Cyber intelligence sharing overlooked by UK organisations

Anomali has released the findings of its second annual Ponemon Institute study, revealing that organisations are still not actioning or sharing threat intelligence adequately, leaving them lagging behind cyber attackers.

  • 7 years ago Posted in
A third (33%) of UK organisations are not sharing information externally at all and 31% have no plans to join an industry sharing group. This is in stark contrast to cybercriminal communities who often share strategies and tools on Darknet marketplaces and underground forums.
 
“The Value of Threat Intelligence: The Second Annual Study of North American and United Kingdom Companies”, surveyed over 1,000 IT and security practitioners (443 UK), also found that a lack of expertise in threat intelligence (56%) and fear of revealing signs of a breach (51%) were holding UK organisations back from sharing. This is despite the availability of sector-based Information Sharing and Analysis Centers (ISACs), which enable businesses to share information in trusted communities to increase knowledge of physical and cyber security threats. Even for organisations that are currently involved in an ISAC, over a quarter (28%) just receive community intelligence and do not contribute.
“While we have seen that 86 percent of organisations believe threat intelligence is valuable to their security mission, it is clear there is still work to be done. Organisations must overcome their sharing concerns, fears of exposure, and train the entire business to understand and action upon malicious activity if they are to turn the tide on bad actors,” said Jamie Stone, VP EMEA at Anomali.
 
The study also uncovered a disparity between UK organisations and their US counterparts in intelligence sharing:
·         43% of US respondents are part of an ISAC, while just 33% of UK businesses are, showing a potential lag in cyber security maturity
·         35% UK organisations share intelligence with government associations, versus 26% US businesses, demonstrating a willingness to help with attribution of cyber attacks
·         The US is much more concerned about liability 28% versus 16% UK organisations, but depending on the legal framework in place that facilitates intelligence sharing, ample protections around disclosure should already exist to ensure protection
 
“Sharing of intelligence improves visibility for better data analysis, delivers stronger defences that are optimised against observed and perceived threats, and coordinates intelligence collection and analysis. Pushing out cyber attack details quickly could mean the difference in someone else being breached and being able to stop it quickly. As well as faster answers to incident response challenges thanks to the additional resources, adding skills and expertise to the event,” continued Stone.
 
However, organisations still struggle to maximise the value of threat intelligence and feel that they are only moderately effective in tapping into intelligence to combat cyber threats. Voluminous data continues to be an issue, with 70% overwhelmed and unable to extract actionable intelligence. Other top reasons for threat intelligence ineffectiveness include:
·         Lack of staff expertise (69 percent of respondents)

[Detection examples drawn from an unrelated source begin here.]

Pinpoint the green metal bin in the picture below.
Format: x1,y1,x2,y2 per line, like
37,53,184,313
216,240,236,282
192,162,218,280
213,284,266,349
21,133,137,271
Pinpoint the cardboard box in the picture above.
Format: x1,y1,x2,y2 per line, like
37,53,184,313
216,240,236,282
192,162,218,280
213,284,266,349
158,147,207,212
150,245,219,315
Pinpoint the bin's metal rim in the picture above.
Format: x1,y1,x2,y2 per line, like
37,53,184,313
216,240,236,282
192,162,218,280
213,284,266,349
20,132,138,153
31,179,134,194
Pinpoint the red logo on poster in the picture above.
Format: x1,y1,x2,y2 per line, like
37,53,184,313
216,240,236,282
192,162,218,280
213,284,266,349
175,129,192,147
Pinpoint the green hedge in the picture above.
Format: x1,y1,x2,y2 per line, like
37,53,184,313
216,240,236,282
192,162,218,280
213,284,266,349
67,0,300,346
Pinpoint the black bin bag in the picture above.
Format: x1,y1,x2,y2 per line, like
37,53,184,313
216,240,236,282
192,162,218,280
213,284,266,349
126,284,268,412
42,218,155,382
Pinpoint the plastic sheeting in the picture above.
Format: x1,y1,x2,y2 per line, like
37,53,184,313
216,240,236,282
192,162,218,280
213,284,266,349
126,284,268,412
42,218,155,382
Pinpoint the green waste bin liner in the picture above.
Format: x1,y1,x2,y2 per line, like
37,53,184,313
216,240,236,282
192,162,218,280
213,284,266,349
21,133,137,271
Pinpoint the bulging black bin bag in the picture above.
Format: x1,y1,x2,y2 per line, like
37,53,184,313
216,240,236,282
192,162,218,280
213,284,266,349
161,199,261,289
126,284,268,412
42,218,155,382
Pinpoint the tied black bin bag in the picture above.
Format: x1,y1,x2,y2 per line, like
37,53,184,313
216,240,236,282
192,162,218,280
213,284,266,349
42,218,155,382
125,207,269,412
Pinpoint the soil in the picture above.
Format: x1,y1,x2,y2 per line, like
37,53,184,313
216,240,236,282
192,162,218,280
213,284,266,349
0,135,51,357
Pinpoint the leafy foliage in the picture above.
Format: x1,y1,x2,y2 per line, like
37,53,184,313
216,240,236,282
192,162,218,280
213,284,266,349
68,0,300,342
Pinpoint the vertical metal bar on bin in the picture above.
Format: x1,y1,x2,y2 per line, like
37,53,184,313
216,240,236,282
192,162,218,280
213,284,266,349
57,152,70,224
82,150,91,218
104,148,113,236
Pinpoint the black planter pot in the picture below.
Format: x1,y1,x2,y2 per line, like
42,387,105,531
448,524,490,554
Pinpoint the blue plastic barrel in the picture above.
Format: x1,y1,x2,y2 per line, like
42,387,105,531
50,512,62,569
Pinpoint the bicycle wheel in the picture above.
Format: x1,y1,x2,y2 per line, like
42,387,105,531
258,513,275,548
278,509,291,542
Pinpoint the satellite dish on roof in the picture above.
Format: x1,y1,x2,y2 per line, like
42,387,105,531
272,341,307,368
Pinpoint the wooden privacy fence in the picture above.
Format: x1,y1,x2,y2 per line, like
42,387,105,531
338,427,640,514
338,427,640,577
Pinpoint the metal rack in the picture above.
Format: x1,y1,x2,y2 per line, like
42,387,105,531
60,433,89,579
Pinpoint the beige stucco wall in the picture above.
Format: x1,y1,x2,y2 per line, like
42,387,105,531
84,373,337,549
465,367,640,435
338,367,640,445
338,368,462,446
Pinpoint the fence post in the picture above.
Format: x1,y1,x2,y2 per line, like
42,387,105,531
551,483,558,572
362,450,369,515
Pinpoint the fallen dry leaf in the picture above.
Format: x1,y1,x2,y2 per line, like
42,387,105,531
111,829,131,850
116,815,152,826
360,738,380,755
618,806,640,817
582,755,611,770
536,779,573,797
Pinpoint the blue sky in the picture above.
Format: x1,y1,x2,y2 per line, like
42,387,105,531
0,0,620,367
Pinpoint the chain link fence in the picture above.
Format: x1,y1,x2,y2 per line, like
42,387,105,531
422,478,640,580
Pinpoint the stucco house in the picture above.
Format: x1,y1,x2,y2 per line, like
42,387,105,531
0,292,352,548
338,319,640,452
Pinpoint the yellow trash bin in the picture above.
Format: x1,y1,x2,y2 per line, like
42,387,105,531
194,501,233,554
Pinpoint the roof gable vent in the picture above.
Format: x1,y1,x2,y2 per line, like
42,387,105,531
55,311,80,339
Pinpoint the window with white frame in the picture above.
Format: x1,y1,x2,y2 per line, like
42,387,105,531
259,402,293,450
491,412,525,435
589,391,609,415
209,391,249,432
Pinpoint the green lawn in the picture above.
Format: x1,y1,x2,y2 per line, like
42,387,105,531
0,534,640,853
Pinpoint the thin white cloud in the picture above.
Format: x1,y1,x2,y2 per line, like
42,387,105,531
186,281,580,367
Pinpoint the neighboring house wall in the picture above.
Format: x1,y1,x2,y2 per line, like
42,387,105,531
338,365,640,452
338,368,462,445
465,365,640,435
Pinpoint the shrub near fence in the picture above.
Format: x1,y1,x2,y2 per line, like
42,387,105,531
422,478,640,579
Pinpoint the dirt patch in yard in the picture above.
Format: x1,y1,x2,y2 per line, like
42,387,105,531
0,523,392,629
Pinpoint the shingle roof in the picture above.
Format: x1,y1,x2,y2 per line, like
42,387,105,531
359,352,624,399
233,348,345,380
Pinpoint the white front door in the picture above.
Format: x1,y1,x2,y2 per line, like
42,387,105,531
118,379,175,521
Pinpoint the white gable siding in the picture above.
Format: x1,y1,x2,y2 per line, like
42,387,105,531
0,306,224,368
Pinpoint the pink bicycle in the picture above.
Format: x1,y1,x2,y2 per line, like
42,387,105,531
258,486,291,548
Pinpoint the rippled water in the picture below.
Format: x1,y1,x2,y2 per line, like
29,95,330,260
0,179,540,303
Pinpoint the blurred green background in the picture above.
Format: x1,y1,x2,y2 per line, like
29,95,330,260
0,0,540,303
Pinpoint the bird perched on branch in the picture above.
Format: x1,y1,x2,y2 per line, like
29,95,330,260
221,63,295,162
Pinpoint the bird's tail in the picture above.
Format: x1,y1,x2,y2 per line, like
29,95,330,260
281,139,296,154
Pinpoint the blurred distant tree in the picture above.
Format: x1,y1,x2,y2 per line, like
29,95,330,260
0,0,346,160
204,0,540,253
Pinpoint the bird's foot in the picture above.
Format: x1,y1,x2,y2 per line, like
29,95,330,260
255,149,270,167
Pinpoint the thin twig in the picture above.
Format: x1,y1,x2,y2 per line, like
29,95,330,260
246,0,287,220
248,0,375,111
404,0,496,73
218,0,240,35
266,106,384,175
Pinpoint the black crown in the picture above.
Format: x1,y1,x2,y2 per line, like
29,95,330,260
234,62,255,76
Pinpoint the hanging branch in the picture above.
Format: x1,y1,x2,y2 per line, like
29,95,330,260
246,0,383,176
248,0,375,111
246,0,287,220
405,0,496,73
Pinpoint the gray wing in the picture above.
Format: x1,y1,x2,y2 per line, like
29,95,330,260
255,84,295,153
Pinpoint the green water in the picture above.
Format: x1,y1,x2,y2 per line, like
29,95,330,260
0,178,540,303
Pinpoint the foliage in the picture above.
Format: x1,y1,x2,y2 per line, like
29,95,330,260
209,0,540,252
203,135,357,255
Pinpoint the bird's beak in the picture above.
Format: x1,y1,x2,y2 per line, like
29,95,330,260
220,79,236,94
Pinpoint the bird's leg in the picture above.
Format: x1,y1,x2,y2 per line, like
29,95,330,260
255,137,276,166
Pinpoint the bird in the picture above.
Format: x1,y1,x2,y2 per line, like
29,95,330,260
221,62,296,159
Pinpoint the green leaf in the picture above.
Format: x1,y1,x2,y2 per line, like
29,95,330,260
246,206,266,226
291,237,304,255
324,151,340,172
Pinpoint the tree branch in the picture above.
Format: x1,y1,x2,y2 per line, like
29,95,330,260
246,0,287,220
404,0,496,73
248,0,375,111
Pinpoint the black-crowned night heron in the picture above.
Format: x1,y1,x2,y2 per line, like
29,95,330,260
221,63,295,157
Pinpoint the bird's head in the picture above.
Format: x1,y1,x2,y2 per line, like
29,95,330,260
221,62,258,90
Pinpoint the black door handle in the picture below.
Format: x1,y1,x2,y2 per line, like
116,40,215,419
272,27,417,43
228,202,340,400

·         Lack of ownership (52 percent of respondents)
·         Lack of suitable technologies (44 percent of respondents)
 
In order to maximise the effectiveness of threat intelligence, organisations must identify a variety of resources and techniques to help. Threat feeds themselves are not intelligence and not everything will be relevant to an organisation, therefore applying contextual details must be prioritised where possible. Businesses must understand their own environment, the attacks they and their peers see, and extrapolate meaning from the data available. To aid in this, a threat intelligence platform (TIP) automates these processes, easily integrates into existing security stacks, weeds out false positives, adds context, and brings the most important observed threats in an organisation’s environment to the foreground.
 
From NotPetya to the Equifax breach, cybersecurity threats and attacks routinely making the front page. Organisations need rapid access to contextual and actionable threat intelligence to detect any malicious activity in their networks,” added Stone. “Organisations must be able to quickly pinpoint active threats and mitigate them before material damage occurs. This requires a platform that is able to prioritise threat data, operationalise insights, and facilitate the sharing of intelligence.”